Wondering where to aim shooting ducks? Always remember to aim for the eye, not the body, and stay just in front of the bird.
That’s the most important lesson I took away from my early duck hunting days, and this simple, successful aim has earned me a lot of birds. Here are the top things I’ve learned over the years on proper aim for strong duck hunting.
Setting Up Your Duck Shot
When hunting ducks, it’s important to keep in mind you need to set up your gun correctly with the recommended ammunition and be in the right position to achieve the best aim.
Your instincts may tell you to jump up and shoot at the whole flight of ducks when they take to the sky. You’re actually much better off focusing solely on one duck, getting the right aim for the best chances of nailing one.
Timing is everything, and this takes time to learn. To set up your shot, you need to observe the duck flight and ideally watch for the last bird tailing behind. It’s easier to aim at a duck that’s slightly behind the others, rather than at a bird flying neck and neck with dozens of others in the same group.
Where to Aim Shooting Flying Ducks
Smart timing and careful observation help you aim right. If you’re a deer hunter, you’ll have to remember that traditional rifle aiming is different from duck hunting.

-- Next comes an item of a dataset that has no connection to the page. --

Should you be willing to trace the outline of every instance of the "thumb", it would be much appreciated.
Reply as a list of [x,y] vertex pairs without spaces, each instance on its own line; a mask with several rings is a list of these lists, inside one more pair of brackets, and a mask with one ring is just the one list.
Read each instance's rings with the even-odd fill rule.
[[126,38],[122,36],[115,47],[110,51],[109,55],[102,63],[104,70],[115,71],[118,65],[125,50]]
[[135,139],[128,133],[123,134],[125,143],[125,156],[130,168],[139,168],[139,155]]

With waterfowl, you want to point in the direction of ducks or geese, keeping your visual focus firmly on the target. Look less at your shotgun and more at your target, and you’ll be surprised how your brain and arms follow naturally.

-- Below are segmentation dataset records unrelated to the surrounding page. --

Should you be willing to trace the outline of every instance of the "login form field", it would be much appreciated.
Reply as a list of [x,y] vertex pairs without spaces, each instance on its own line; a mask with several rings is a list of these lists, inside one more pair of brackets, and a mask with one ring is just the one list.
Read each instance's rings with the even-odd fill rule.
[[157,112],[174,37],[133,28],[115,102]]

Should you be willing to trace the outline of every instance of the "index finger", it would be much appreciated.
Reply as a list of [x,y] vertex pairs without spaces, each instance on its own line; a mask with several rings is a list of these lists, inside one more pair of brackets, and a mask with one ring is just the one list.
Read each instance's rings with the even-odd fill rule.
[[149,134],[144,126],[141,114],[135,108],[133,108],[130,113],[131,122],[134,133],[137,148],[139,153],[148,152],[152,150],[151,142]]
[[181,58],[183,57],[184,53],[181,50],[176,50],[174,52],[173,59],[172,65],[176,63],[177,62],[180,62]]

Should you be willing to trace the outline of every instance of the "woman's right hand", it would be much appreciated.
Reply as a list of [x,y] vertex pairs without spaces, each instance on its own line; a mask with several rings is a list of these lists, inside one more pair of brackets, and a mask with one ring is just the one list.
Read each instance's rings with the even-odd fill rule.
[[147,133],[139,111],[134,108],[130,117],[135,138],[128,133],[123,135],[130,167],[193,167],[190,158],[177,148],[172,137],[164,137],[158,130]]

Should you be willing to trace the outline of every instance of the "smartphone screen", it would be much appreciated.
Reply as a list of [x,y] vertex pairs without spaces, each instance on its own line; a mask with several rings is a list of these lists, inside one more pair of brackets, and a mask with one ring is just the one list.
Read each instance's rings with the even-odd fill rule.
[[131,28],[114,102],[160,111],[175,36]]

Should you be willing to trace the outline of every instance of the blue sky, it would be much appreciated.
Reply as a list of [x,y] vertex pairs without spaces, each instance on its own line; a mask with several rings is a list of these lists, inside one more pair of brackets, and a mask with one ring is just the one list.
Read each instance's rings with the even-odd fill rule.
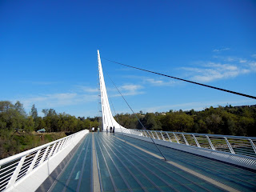
[[[99,115],[101,56],[256,96],[255,1],[0,2],[0,100]],[[138,71],[102,58],[118,113],[202,110],[254,99]]]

With your shotgun pointed at an incoming flight of birds, here are a few more tried and tested suggestions to help you achieve the perfect aim.
Concentrate on the Bird’s Eye
A lot of beginners try aiming and shooting at the entire bird, which usually results in drawing a few tailfeathers rather than a kill shot.
After identifying your target bird, concentrate on its eye, which should be your aiming point. This is good for two things: first, when you can no longer see the bird’s eye, it’s too far away and you should save your shot.
Second, keep your focus on the bird’s eye, which helps to swing the shotgun in front of the bird, not behind it.
Follow Your Instincts
There’s a lot of talk about lead time, or when you fire the shot to ensure it hits the bird before it passes by. When shooting ducks at close range, lead time should be less calculated and driven more by instinct.
There are so many variables, such as the angle, speed, direction, and distance of flight, and if you spend too much time thinking about it all, you will miss your shot.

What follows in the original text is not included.